E’ l’epoca del trasformismo e del clientelismo. In altre parole il parlamento diventa da luogo di dibattito politico un centro di mercanteggiamento di interessi nel quale si promettono favori agli elettori.
Ci sono varie ragioni per cui questo avviene: il Non expedit ha infatti tagliato fuori dalla politica i cattolici, e la mancanza di grandi contrasti ideologici favorisce il compromesso anziché lo scontro. I contrasti tra partiti sfumano perciò di fronte alla difficoltà di governare.
Vi è dunque un autunno del Risorgimento e nasce il mito del Risorgimento tradito da politici avidi e mediocri. Una sorta di rivolta ideale.
Politica estera e colonialismo
Per quanto riguarda la politica estera, l’Italia preferisce in un primo momento, visto che nell’unificazione mancano ancora alcuni territori sotto l’Austria, non intraprendere conquiste coloniali, e perseguire una politica filo-francese.
Tutto cambia in seguito al Congresso di Berlino del 1878, nel corso del quale tra l’altro l’Italia lascia Trento e Trieste all’Austria, e per evitare di inimicarsi le altre nazioni europee rinuncia, almeno per il momento, al colonialismo.

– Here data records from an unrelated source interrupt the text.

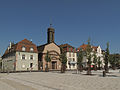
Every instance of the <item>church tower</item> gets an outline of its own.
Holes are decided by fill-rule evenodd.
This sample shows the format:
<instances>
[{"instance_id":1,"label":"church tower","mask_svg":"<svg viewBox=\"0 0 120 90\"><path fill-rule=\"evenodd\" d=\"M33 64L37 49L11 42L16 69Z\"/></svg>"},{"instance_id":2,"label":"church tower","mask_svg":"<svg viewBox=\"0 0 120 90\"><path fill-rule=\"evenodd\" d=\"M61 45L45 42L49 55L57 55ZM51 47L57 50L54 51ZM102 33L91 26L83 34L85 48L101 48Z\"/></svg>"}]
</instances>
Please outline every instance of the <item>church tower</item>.
<instances>
[{"instance_id":1,"label":"church tower","mask_svg":"<svg viewBox=\"0 0 120 90\"><path fill-rule=\"evenodd\" d=\"M55 29L51 27L52 24L50 24L50 27L48 28L47 31L47 43L54 43L54 33Z\"/></svg>"}]
</instances>

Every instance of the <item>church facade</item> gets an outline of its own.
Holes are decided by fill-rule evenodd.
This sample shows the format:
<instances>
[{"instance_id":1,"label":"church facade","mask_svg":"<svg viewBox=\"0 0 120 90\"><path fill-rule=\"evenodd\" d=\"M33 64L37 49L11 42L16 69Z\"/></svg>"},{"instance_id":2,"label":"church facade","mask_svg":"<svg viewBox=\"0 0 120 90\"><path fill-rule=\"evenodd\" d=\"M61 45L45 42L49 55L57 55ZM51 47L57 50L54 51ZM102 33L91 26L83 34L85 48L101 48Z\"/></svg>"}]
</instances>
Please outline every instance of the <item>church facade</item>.
<instances>
[{"instance_id":1,"label":"church facade","mask_svg":"<svg viewBox=\"0 0 120 90\"><path fill-rule=\"evenodd\" d=\"M46 68L46 53L49 52L51 61L48 62L49 70L60 70L61 62L60 58L60 47L54 42L55 30L49 27L47 30L47 43L38 46L38 70L45 70Z\"/></svg>"}]
</instances>

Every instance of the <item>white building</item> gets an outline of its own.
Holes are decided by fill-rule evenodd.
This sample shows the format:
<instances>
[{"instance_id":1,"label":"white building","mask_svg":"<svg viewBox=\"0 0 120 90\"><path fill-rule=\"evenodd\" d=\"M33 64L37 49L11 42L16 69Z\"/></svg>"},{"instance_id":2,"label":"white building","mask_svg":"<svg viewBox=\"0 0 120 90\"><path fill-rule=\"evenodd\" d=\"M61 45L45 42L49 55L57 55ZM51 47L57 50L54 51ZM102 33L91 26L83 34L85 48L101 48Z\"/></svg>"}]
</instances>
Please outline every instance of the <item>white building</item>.
<instances>
[{"instance_id":1,"label":"white building","mask_svg":"<svg viewBox=\"0 0 120 90\"><path fill-rule=\"evenodd\" d=\"M10 43L2 58L5 72L38 70L37 46L27 39L16 44Z\"/></svg>"},{"instance_id":2,"label":"white building","mask_svg":"<svg viewBox=\"0 0 120 90\"><path fill-rule=\"evenodd\" d=\"M77 69L77 53L74 47L69 44L60 45L67 57L67 70Z\"/></svg>"}]
</instances>

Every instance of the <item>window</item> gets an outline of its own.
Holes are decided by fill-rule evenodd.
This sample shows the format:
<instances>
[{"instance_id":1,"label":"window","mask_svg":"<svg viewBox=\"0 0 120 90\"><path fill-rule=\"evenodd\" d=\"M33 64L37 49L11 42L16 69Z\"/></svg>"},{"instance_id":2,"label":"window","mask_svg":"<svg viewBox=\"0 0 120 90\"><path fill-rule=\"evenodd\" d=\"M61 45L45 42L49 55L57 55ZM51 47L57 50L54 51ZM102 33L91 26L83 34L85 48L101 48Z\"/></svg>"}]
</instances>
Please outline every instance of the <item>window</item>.
<instances>
[{"instance_id":1,"label":"window","mask_svg":"<svg viewBox=\"0 0 120 90\"><path fill-rule=\"evenodd\" d=\"M30 48L30 51L33 52L33 50L34 50L33 47L31 47L31 48Z\"/></svg>"},{"instance_id":2,"label":"window","mask_svg":"<svg viewBox=\"0 0 120 90\"><path fill-rule=\"evenodd\" d=\"M75 59L73 58L73 62L75 61Z\"/></svg>"},{"instance_id":3,"label":"window","mask_svg":"<svg viewBox=\"0 0 120 90\"><path fill-rule=\"evenodd\" d=\"M30 55L30 59L33 60L33 55Z\"/></svg>"},{"instance_id":4,"label":"window","mask_svg":"<svg viewBox=\"0 0 120 90\"><path fill-rule=\"evenodd\" d=\"M75 64L73 64L73 68L75 68Z\"/></svg>"},{"instance_id":5,"label":"window","mask_svg":"<svg viewBox=\"0 0 120 90\"><path fill-rule=\"evenodd\" d=\"M71 53L69 52L69 57L71 57Z\"/></svg>"},{"instance_id":6,"label":"window","mask_svg":"<svg viewBox=\"0 0 120 90\"><path fill-rule=\"evenodd\" d=\"M25 54L22 55L22 59L25 60Z\"/></svg>"},{"instance_id":7,"label":"window","mask_svg":"<svg viewBox=\"0 0 120 90\"><path fill-rule=\"evenodd\" d=\"M23 47L22 47L22 51L25 51L25 50L26 50L26 47L23 46Z\"/></svg>"},{"instance_id":8,"label":"window","mask_svg":"<svg viewBox=\"0 0 120 90\"><path fill-rule=\"evenodd\" d=\"M33 63L30 63L30 68L32 68L33 67Z\"/></svg>"}]
</instances>

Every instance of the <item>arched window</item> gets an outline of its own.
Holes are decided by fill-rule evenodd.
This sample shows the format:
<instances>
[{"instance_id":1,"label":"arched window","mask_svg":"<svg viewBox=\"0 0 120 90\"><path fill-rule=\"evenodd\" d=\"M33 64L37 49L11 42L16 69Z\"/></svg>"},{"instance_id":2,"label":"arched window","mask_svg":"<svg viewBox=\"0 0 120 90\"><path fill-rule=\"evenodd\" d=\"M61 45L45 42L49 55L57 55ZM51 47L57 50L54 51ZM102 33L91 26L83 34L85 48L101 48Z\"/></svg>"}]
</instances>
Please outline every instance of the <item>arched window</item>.
<instances>
[{"instance_id":1,"label":"arched window","mask_svg":"<svg viewBox=\"0 0 120 90\"><path fill-rule=\"evenodd\" d=\"M23 46L23 47L22 47L22 51L25 51L25 50L26 50L26 47L25 47L25 46Z\"/></svg>"},{"instance_id":2,"label":"arched window","mask_svg":"<svg viewBox=\"0 0 120 90\"><path fill-rule=\"evenodd\" d=\"M33 50L34 50L33 47L31 47L31 48L30 48L30 51L33 52Z\"/></svg>"}]
</instances>

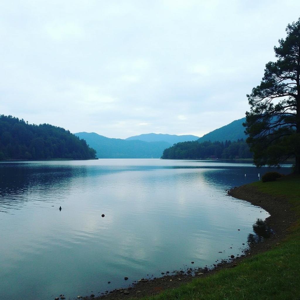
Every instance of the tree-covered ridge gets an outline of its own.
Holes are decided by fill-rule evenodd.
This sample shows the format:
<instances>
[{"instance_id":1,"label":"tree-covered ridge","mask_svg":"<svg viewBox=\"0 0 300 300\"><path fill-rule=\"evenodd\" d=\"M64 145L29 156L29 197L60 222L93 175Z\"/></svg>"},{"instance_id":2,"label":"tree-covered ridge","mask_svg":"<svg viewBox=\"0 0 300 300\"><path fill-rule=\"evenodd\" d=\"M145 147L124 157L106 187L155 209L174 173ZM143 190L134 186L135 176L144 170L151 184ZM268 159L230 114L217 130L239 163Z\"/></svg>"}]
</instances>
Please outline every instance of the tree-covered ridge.
<instances>
[{"instance_id":1,"label":"tree-covered ridge","mask_svg":"<svg viewBox=\"0 0 300 300\"><path fill-rule=\"evenodd\" d=\"M68 130L0 116L0 160L94 159L96 151Z\"/></svg>"},{"instance_id":2,"label":"tree-covered ridge","mask_svg":"<svg viewBox=\"0 0 300 300\"><path fill-rule=\"evenodd\" d=\"M202 143L206 141L218 141L225 142L226 140L228 141L237 141L239 139L245 139L247 136L244 132L245 128L243 126L243 123L245 121L246 118L244 118L236 120L229 124L204 134L198 140L198 142Z\"/></svg>"},{"instance_id":3,"label":"tree-covered ridge","mask_svg":"<svg viewBox=\"0 0 300 300\"><path fill-rule=\"evenodd\" d=\"M165 159L251 158L252 154L242 139L236 142L225 141L199 143L196 141L178 143L165 150L161 158Z\"/></svg>"}]
</instances>

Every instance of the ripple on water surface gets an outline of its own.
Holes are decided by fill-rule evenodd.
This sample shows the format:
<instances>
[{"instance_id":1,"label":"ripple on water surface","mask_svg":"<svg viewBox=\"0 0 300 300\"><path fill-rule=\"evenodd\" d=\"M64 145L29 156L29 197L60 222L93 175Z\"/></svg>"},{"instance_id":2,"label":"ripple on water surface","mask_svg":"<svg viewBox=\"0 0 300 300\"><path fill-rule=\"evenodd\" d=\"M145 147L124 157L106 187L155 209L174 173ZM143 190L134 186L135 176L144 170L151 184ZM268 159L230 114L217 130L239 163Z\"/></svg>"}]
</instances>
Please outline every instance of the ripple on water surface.
<instances>
[{"instance_id":1,"label":"ripple on water surface","mask_svg":"<svg viewBox=\"0 0 300 300\"><path fill-rule=\"evenodd\" d=\"M72 298L240 254L270 233L268 214L224 192L267 170L155 159L0 164L2 296Z\"/></svg>"}]
</instances>

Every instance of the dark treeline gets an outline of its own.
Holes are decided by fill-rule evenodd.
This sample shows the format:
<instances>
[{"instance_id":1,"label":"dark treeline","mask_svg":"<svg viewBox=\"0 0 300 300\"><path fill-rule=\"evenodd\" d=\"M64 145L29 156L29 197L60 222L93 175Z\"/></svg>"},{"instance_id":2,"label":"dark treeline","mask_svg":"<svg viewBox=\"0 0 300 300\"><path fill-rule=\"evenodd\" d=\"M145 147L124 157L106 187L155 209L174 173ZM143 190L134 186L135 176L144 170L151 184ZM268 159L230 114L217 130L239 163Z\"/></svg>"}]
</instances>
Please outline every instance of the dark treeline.
<instances>
[{"instance_id":1,"label":"dark treeline","mask_svg":"<svg viewBox=\"0 0 300 300\"><path fill-rule=\"evenodd\" d=\"M242 139L225 142L210 141L199 143L184 142L175 144L164 151L165 159L196 159L209 158L252 158L248 145Z\"/></svg>"},{"instance_id":2,"label":"dark treeline","mask_svg":"<svg viewBox=\"0 0 300 300\"><path fill-rule=\"evenodd\" d=\"M0 160L88 159L95 155L84 140L68 130L0 116Z\"/></svg>"}]
</instances>

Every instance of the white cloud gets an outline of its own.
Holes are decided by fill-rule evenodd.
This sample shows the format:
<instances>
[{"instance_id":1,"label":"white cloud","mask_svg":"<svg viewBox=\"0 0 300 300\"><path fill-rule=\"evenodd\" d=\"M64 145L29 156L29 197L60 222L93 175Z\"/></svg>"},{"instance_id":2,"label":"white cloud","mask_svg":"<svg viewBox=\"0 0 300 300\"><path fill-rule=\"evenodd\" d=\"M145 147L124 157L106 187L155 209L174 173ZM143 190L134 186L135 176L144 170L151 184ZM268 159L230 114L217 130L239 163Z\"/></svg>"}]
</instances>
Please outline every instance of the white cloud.
<instances>
[{"instance_id":1,"label":"white cloud","mask_svg":"<svg viewBox=\"0 0 300 300\"><path fill-rule=\"evenodd\" d=\"M282 5L2 1L1 113L110 137L203 135L244 115L299 17L299 1Z\"/></svg>"}]
</instances>

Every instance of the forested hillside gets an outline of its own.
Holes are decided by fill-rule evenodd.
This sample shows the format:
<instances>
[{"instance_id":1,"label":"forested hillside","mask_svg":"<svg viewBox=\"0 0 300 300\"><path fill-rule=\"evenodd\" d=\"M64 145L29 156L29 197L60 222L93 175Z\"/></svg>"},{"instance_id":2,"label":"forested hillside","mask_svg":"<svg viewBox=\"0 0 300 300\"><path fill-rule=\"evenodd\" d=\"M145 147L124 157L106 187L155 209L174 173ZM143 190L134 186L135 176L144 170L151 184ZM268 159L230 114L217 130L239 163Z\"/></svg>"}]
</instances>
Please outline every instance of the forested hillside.
<instances>
[{"instance_id":1,"label":"forested hillside","mask_svg":"<svg viewBox=\"0 0 300 300\"><path fill-rule=\"evenodd\" d=\"M166 142L169 143L170 146L172 146L176 143L195 141L199 138L199 136L191 135L177 135L176 134L164 134L161 133L148 133L130 136L125 139L127 141L138 140L144 142Z\"/></svg>"},{"instance_id":2,"label":"forested hillside","mask_svg":"<svg viewBox=\"0 0 300 300\"><path fill-rule=\"evenodd\" d=\"M248 145L242 139L232 142L209 141L199 143L197 141L178 143L164 151L165 159L196 159L213 158L252 158Z\"/></svg>"},{"instance_id":3,"label":"forested hillside","mask_svg":"<svg viewBox=\"0 0 300 300\"><path fill-rule=\"evenodd\" d=\"M164 150L170 146L165 142L111 139L94 132L78 132L75 134L84 139L95 149L99 158L158 158Z\"/></svg>"},{"instance_id":4,"label":"forested hillside","mask_svg":"<svg viewBox=\"0 0 300 300\"><path fill-rule=\"evenodd\" d=\"M0 160L94 159L96 152L68 130L0 116Z\"/></svg>"},{"instance_id":5,"label":"forested hillside","mask_svg":"<svg viewBox=\"0 0 300 300\"><path fill-rule=\"evenodd\" d=\"M245 118L236 120L227 125L204 134L198 141L201 143L206 141L218 141L225 142L226 140L228 141L237 141L241 139L245 140L247 136L244 132L245 128L243 126L243 123L245 122Z\"/></svg>"}]
</instances>

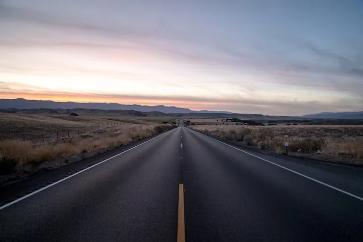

Per non urtare la Francia, dunque, rinuncia anche a possibili mire sulla Tunisia e la Francia, per tutta risposta, la rende suo protettorato.
Visto il comportamento francese, L’Italia cambia atteggiamento e si spinge allora in Eritrea, già da tempo scalo italiano, e in Libia.
Il Mar Rosso è infatti ormai strategico dopo l’apertura del Canale di Suez, sebbene gli stati conquistati non offrano la minima ricchezza all’Italia.
Nel 1882 l’Italia stipula anche la Triplice alleanza con l’Austria e la Germania, con il patto di mutuo soccorso.
L’intesa con Vienna viene considerata dalla popolazione come un tradimento del Risorgimento, specie per gli irredentisti, che vedono così sfumare la speranza di poter annettere Trento e Trieste al territorio italiano.
Uno di loro, Oberdan, tenta anche di uccidere Francesco Giuseppe, ma viene catturato e fucilato.
Domande da interrogazione
- Quali furono le principali conseguenze economiche dell'unificazione italiana?
- Come influì l'unificazione sull'organizzazione politica e sociale dell'Italia?
- Quali furono le sfide affrontate dal settore agricolo italiano dopo l'unificazione?
- Quali riforme furono introdotte dal governo Depretis e quali furono le loro conseguenze?
- Come si sviluppò la politica estera italiana dopo l'unificazione?
L'unificazione portò a un grave deficit economico a causa delle spese sostenute durante le guerre di indipendenza. Inoltre, l'espropriazione dei beni ecclesiastici non portò i benefici sperati, poiché il loro valore calò e le condizioni dei contadini peggiorarono.
L'unificazione portò a una scelta centralista per evitare differenze regionali e favorì l'omologazione culturale attraverso la burocrazia e l'esercito. Tuttavia, ci furono tensioni con la Chiesa e un'ondata di ateismo, mentre la politica degli espropri inasprì gli animi.
L'Italia era essenzialmente agricola, con l'80% della popolazione contadina. Le condizioni di vita erano disuguali: al nord c'erano denutrizione e malattie, al centro la mezzadria offriva condizioni migliori, mentre al sud il latifondo dominava e causava migrazioni periodiche.
Il governo Depretis introdusse la riforma Coppino, rendendo l'istruzione elementare pubblica, gratuita e obbligatoria, sebbene ci volesse tempo per la sua effettiva applicazione. La riforma elettorale estese il voto a tutti i maschi alfabeti sopra i 21 anni che pagavano le tasse.
Inizialmente, l'Italia evitò conquiste coloniali e mantenne una politica filo-francese. Tuttavia, dopo il Congresso di Berlino del 1878, cambiò atteggiamento, espandendosi in Eritrea e Libia e stipulando la Triplice alleanza con Austria e Germania, suscitando critiche tra gli irredentisti.